Browning later sent Griffin a “bumper pack” of C18 material. Griffin phoned Cartwright asking him to pass on his thanks to Browning. As Cartwright recalled, “Griffin was particularly tickled by the name of the parcel sender – Mr Beast, London”.
Nick Griffin’s ideology, the political soldiers
As leader of the BNP Nick Griffin has put in place a system of voting members who are required to undergo ideological training and has been unconcerned at the departure of officers and members unwilling to follow his every command.
But this is not the first time Griffin has chosen to develop a political elite rather than a mass organisation. In 1986 after a series of purges and splits in the National Front, Griffin gained control of one faction and set about turning it into his “political soldiers”, under the influence of Roberto Fiore, a fugitive from justice in Italy who became Griffin’s mentor, friend and business partner.
The group made contact with all sorts of international political mavericks including Colonel Gaddafi of Libya, Ayatollah Khomeini of Iran, the US black separatist leader Louis Farrakhan and both sides of the divide in Ireland.[Emphasis mine].
A series of booklets outlined their creed under the slogan “Long Live Death” and a policy that aped Fiore’s terrorist agenda of destabilisation in Italy that had produced the bombings of the late 1970s and early 1980s.
Attempts to stir up Welsh nationalists to bomb English second homes in Wales led to protests with placards stating NF = MI5. [Emphasis mine].
Griffin’s NF was far from an ordinary political party. Even some of his own members were worried when they were given advice on resisting police interrogation that experts said was more apposite for political terrorists.
Many of those who fell out with Griffin in those days are now back at Griffin’s side. One of them is Patrick Harrington, who now runs Solidarity, the BNP’s fake trade union. Harrington and Graham Williamson, also involved in Solidarity, lead Third Way, whose political philosophy appears to differ considerably from that of the BNP.
Its website features an equal opportunities statement and it claims to welcome “guest workers … to fill gaps in the country’s infrastructure”.
It seems that Griffin’s desire to build a political elite along the lines of the political soldiers overrides any ideological differences between the BNP and Third Way. Griffin’s obsession with a coming civil war or race war also shows how little his politics have changed in over 20 years.
It is worth remembering that Harrington in an interview for a television exposé of the NF political soldiers [C4: Disciples of Chaos, 1988] refused to condemn IRA bombings and that Griffin, Harrington and Williamson went to Libya to seek funds from a regime that armed both sides in the Northern Ireland conflict.[Emphasis mine].

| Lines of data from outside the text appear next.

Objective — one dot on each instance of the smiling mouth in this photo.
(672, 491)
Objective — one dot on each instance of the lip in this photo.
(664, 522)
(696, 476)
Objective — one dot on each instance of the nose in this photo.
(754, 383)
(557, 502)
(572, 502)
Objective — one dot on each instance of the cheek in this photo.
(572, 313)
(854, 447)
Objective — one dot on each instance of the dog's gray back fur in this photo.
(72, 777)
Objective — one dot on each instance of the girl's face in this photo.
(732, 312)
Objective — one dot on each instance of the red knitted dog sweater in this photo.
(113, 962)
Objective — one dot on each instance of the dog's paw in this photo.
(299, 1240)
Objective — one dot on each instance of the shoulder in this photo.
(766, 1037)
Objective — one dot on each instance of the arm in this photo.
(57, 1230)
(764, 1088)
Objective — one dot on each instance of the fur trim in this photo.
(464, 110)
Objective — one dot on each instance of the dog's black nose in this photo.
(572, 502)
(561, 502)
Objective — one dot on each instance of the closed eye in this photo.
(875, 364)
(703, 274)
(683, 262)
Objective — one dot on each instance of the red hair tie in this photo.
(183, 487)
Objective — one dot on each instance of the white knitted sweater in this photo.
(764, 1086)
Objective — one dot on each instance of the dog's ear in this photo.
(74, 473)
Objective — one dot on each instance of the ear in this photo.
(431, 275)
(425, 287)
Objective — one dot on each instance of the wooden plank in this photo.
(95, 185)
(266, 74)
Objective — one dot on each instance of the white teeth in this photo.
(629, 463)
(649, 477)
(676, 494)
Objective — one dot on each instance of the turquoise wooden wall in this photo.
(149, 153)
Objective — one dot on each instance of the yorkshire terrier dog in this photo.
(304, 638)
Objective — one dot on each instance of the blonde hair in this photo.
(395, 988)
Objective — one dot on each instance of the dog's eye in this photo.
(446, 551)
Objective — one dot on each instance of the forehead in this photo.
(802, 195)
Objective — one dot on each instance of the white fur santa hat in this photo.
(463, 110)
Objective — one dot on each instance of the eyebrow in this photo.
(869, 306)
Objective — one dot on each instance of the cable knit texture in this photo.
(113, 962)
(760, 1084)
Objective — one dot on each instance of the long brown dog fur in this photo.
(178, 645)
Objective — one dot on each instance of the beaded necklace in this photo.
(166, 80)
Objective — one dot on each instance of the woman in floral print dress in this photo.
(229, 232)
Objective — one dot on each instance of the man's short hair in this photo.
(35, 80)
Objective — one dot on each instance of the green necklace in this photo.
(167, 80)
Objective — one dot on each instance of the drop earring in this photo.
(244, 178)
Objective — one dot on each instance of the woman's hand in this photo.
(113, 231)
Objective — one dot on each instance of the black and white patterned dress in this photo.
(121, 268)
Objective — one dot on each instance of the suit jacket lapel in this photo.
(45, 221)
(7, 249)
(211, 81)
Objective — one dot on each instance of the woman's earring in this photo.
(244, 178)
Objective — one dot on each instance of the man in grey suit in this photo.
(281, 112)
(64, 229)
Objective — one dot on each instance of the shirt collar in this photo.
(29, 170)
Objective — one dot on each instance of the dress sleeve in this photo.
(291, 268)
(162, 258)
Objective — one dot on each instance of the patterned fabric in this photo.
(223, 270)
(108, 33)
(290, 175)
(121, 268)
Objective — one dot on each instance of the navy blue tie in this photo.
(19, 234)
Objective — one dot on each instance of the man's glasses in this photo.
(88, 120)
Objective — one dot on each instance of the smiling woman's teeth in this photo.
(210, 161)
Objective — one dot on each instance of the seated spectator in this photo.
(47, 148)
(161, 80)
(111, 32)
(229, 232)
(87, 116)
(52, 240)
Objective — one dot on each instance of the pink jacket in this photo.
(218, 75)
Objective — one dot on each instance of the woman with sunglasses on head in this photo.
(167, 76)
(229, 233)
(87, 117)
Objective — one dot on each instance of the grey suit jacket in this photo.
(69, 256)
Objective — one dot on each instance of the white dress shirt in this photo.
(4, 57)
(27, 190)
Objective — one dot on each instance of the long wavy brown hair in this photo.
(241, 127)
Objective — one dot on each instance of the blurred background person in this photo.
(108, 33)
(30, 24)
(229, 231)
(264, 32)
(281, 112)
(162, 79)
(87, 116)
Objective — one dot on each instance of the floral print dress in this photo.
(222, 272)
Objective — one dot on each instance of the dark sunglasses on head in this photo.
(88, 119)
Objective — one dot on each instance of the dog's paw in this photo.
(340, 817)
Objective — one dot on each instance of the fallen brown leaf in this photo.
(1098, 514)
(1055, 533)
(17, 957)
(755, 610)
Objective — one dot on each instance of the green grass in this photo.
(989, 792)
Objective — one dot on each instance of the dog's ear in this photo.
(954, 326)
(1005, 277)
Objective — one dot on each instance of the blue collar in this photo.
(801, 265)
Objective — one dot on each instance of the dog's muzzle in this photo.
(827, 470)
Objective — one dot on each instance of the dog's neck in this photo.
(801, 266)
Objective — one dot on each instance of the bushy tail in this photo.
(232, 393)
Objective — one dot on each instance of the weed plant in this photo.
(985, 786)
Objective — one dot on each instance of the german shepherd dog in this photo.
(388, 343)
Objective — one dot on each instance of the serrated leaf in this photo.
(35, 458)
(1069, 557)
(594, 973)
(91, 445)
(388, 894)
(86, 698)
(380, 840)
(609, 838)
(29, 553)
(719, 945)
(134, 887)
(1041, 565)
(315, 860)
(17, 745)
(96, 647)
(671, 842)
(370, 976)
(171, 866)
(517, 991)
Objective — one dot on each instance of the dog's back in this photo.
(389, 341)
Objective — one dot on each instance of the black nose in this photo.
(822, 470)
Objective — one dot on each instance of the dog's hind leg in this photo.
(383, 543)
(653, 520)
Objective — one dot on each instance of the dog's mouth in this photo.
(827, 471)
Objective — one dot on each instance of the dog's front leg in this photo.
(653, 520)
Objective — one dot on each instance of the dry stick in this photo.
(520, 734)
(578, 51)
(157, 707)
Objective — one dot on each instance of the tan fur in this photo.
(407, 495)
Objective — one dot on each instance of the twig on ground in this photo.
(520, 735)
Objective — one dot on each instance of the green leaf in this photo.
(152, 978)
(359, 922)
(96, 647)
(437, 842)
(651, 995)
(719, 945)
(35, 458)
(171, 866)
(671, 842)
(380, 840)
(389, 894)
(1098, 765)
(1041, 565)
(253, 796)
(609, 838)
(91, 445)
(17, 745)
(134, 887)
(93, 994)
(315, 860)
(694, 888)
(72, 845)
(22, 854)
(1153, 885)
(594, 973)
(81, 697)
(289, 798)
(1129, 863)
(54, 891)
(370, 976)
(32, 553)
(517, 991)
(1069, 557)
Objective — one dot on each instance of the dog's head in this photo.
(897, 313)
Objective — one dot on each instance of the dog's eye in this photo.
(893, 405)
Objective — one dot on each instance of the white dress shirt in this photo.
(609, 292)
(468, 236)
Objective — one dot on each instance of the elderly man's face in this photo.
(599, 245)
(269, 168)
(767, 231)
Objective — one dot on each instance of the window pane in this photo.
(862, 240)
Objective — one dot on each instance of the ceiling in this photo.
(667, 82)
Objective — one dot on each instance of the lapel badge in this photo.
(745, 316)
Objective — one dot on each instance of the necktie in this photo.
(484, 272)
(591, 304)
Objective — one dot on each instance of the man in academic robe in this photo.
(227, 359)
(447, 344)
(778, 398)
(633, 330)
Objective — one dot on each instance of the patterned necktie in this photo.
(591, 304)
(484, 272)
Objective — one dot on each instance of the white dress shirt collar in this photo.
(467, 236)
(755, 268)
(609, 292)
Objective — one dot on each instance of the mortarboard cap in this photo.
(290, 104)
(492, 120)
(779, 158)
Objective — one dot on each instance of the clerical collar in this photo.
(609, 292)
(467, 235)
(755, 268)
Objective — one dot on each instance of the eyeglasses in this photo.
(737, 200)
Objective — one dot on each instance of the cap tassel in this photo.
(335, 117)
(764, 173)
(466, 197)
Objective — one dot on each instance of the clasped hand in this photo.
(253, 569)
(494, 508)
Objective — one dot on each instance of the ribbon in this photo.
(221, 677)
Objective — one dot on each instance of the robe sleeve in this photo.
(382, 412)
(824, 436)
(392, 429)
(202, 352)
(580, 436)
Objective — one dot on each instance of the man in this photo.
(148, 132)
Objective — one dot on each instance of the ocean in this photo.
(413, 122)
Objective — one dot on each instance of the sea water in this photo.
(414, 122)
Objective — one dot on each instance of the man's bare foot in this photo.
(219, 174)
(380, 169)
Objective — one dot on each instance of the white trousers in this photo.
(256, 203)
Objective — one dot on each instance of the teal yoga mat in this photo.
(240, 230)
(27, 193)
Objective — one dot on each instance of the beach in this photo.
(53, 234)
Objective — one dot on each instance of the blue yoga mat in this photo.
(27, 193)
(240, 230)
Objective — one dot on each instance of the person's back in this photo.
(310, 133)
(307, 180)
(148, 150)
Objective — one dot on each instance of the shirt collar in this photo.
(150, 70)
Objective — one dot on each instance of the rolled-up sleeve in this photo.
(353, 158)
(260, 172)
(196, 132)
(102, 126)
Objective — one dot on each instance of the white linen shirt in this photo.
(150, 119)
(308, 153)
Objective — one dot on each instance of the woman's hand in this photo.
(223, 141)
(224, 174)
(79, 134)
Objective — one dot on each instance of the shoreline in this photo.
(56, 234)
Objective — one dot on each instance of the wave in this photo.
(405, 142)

Griffin is still prepared to work with whomever he thinks can help him get what he wants, the more shadowy they are the better. One of the bones of contention among the rebels is the power Griffin has vested in Lance Stewart, the South African former police officer who heads the
BNP’s “intelligence department”, Arthur Kemp, the former South African spook who edits the BNP’s new website and runs ideological training for the voting members, and Lambertus “Bep” Nieuwhof, a convicted pro-apartheid terrorist who provides internet services to the party.